Etablissement d’un « jury de nez » préconisé

Début août, un rapport des Missions régionales d’autorité environnementale (MRAe) pointait quelques insuffisances au dossier. Parmi elles, « l’absence de précisions quant à l’origine et la quantification des produits nécessaires à la fabrication de la laine de roche, de justification du choix de l’emplacement du site et l’étude solutions alternatives à la route pour les approvisionnements de matières premières et les expéditions des produits finis ainsi que d’un bilan environnemental global du projet. »

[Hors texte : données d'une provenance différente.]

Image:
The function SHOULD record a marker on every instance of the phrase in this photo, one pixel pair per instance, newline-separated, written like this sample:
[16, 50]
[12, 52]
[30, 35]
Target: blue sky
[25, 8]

L’étude préconise par ailleurs l’établissement d’un « jury de nez » afin d’échelonner la perception des odeurs dans les zones avoisinantes, une étude paysagère, un process nécessitant moins d’énergies fossiles (gaz naturel et coke) ainsi qu’un scénario précis en cas d’accident industriel.

84 camions par jour

La demande en laine de roche est en croissance constante. Pour rappel, ce matériau est utilisé à des fins d’isolation des bâtiments en vue d’une consommation d’énergie réduite, d’isolation acoustique et de résistance au feu.

D’après la MRAe, la production annuelle de l’unité illangeoise s’élèverait à 112.000 tonnes maximum, à raison de 14 tonnes par heure. 84 camions desserviraient le site quotidiennement via l’A31.

L’ambition affichée par les industriels est d’exporter le produit fini majoritairement à destination de l’Allemagne et du Benelux. Ils espèrent lancer le processus à la fin de l’année 2019.